IMPROVING GENERALIZABILITY OF PROTEIN SE-QUENCE MODELS WITH DATA AUGMENTATIONS

Abstract

While protein sequence data is an emerging application domain for machine learning methods, small modifications to protein sequences can result in difficult-topredict changes to the protein's function. Consequently, protein machine learning models typically do not use randomized data augmentation procedures analogous to those used in computer vision or natural language, e.g., cropping or synonym substitution. In this paper, we empirically explore a set of simple string manipulations, which we use to augment protein sequence data when fine-tuning semisupervised protein models. We provide 276 different comparisons to the Tasks Assessing Protein Embeddings (TAPE) baseline models, with Transformer-based models and training datasets that vary from the baseline methods only in the data augmentations and representation learning procedure. For each TAPE validation task, we demonstrate improvements to the baseline scores when the learned protein representation is fixed between tasks. We also show that contrastive learning fine-tuning methods typically outperform masked-token prediction in these models, with increasing amounts of data augmentation generally improving performance for contrastive learning protein methods.

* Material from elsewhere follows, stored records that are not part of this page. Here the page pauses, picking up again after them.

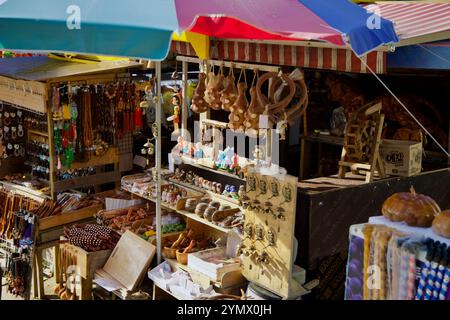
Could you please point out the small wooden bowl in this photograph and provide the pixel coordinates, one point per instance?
(182, 257)
(169, 253)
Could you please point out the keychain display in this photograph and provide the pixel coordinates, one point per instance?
(269, 204)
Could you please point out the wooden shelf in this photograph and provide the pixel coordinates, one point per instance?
(163, 205)
(82, 182)
(168, 292)
(333, 140)
(195, 217)
(24, 191)
(110, 157)
(185, 213)
(192, 162)
(211, 194)
(38, 133)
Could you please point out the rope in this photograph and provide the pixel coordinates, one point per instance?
(406, 109)
(434, 54)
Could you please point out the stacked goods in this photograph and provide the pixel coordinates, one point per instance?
(199, 105)
(185, 243)
(441, 224)
(238, 109)
(417, 210)
(65, 203)
(137, 219)
(214, 89)
(221, 215)
(91, 237)
(229, 92)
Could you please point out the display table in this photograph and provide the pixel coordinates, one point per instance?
(328, 206)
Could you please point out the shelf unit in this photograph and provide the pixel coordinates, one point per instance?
(191, 162)
(212, 195)
(184, 213)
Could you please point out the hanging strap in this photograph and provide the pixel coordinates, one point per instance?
(240, 75)
(255, 77)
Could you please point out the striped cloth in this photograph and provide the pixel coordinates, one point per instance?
(438, 282)
(422, 281)
(444, 285)
(430, 281)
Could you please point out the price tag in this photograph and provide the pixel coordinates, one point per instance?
(171, 163)
(140, 161)
(264, 121)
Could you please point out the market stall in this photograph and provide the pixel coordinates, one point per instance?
(221, 218)
(54, 151)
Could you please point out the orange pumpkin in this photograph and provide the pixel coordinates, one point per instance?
(441, 224)
(417, 210)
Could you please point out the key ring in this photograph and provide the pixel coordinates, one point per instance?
(16, 150)
(20, 132)
(22, 151)
(13, 133)
(7, 119)
(6, 134)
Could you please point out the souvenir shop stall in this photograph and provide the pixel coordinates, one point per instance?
(66, 125)
(237, 209)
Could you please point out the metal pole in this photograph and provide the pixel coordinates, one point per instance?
(158, 162)
(184, 109)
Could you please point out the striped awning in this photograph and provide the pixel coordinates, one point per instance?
(326, 58)
(413, 20)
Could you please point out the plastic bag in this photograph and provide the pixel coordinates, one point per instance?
(338, 122)
(295, 75)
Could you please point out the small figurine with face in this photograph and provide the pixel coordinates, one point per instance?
(198, 154)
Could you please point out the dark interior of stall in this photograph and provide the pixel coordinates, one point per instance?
(425, 93)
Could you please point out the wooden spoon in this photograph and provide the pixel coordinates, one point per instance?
(59, 286)
(74, 295)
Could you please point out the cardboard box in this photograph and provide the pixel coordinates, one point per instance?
(211, 262)
(401, 158)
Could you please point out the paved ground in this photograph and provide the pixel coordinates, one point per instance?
(49, 285)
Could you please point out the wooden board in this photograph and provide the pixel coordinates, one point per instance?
(68, 217)
(82, 182)
(31, 95)
(276, 274)
(130, 260)
(110, 157)
(88, 262)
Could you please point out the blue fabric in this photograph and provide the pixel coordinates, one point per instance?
(351, 20)
(138, 28)
(420, 57)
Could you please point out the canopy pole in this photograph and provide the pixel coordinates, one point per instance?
(184, 107)
(158, 161)
(405, 107)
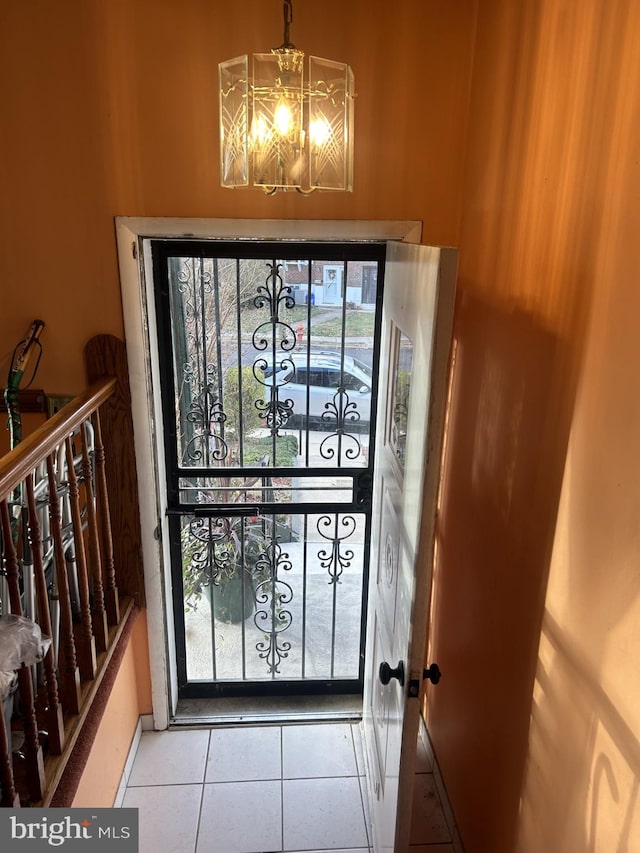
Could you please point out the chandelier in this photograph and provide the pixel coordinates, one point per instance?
(280, 132)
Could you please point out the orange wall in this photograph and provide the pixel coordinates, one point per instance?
(130, 697)
(110, 108)
(537, 721)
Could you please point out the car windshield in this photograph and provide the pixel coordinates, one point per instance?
(363, 367)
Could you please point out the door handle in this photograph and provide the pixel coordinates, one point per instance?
(386, 673)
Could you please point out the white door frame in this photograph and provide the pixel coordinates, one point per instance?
(133, 235)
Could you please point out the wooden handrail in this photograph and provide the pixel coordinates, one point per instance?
(20, 462)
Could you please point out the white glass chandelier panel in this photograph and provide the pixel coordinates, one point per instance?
(277, 133)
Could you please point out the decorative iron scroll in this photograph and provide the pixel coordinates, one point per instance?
(337, 559)
(279, 337)
(342, 410)
(209, 548)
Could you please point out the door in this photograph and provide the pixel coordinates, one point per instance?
(268, 416)
(416, 336)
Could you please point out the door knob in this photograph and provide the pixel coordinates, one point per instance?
(386, 673)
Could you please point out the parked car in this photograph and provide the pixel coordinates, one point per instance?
(316, 378)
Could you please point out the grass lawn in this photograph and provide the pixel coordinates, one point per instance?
(358, 324)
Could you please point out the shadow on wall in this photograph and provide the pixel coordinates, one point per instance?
(506, 445)
(600, 788)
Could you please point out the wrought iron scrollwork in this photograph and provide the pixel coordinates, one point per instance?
(342, 410)
(272, 595)
(338, 558)
(277, 336)
(209, 548)
(205, 412)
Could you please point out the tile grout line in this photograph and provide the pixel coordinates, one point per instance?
(204, 776)
(281, 788)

We find the most consistent results across TAPE tasks when using domain-motivated transformations, such as amino acid replacement, as well as restricting the Transformer attention to randomly sampled sub-regions of the protein sequence. In rarer cases, we even find that information-destroying augmentations, such as randomly shuffling entire protein sequences, can improve downstream performance.

1. INTRODUCTION

Semi-supervised learning has proven to be an effective mechanism to promote generalizability for protein machine learning models, as task-specific labels are generally very sparse. However, with other common data types there are simple transformations that can be applied to the data in order to improve a model's ability to generalize: for instance, vision models use cropping, rotations, or color distortion; natural language models can employ synonym substitution; and time series data models benefit from window restriction or noise injection. Scientific data, such as a corpus of protein sequences, have few obvious transformations that can be made to it that unambiguously preserve the meaningful information in the data. Often, an easily understood transformation to a protein sequence (e.g., replacing an amino acid with a chemically similar one) will unpredictably produce either a very biologically similar or very biologically different mutant protein. In this paper, we take the uncertainty arising from the unknown effect of simple data augmentations in protein sequence modeling as an empirical challenge that deserves a robust assessment. To our knowledge, no study has been performed to find out whether simple data augmentation techniques improve a suite of protein tasks. We focus on fine-tuning previously published self-supervised models that are typically used for representation learning with protein sequences, viz. the transformerbased methods of Rao et al. (2019) which have shown the best ability to generalize on a set of biological tasks, which are referred to as Tasks Assessing Protein Embeddings (TAPE). We test one or more of the following data augmentations: replacing an amino acid with a pre-defined alternative; shuffling the input sequences either globally or locally; reversing the sequence; or subsampling the sequence to focus only on a local region (see Fig. 1 ).